Il corpo riconosce in modo specifico e speciale paura, felicità, rabbia, sorpresa, disgusto, tristezza e le connota con specifiche reazioni somatiche. I genitori potranno riconoscere le emozioni che i propri figli stanno provando proprio osservando il modo in cui il loro corpo ce le racconta. Insomma, le emozioni all’interno di una relazione trovano sempre un modo per essere manifestate e comunicate, viste, analizzate e comprese: il corpo è il primo recettore che le registra e le vive. È ai genitori che un bambino affida il compito di entrare dentro ai suoi stati emotivi e immergersi nel magma in cui lui non sa fare chiarezza, sperando che la sua attivazione trovi in chi si prende cura di lui la gestione più adeguata e le risposte di cui ha bisogno. Quando un bambino sperimenta uno stato di attivazione sono proprio i genitori, con le loro interazioni, con come lo dicono e come lo fanno, a fornirgli una competenza emotiva, a dotarlo di un’educazione che si struttura, organizza e sviluppa in età evolutiva e che poi durerà per tutta la vita.

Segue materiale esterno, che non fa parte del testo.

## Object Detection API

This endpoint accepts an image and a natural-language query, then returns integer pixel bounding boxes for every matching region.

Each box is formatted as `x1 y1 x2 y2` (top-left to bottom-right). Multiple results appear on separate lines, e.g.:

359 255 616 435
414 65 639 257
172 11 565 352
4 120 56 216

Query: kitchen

L’ emotività consolidata è il motore di uno sviluppo globale equilibrato. E’ fondamentale, perciò, che i genitori diano gli strumenti ai propri figli, attraverso i quali questi ultimi possano andare incontro alle pieghe della vita con sicurezza e identità. il segreto sta nel riconoscere i propri figli come altro da sé e non come un proseguimento degli adulti che li hanno generati.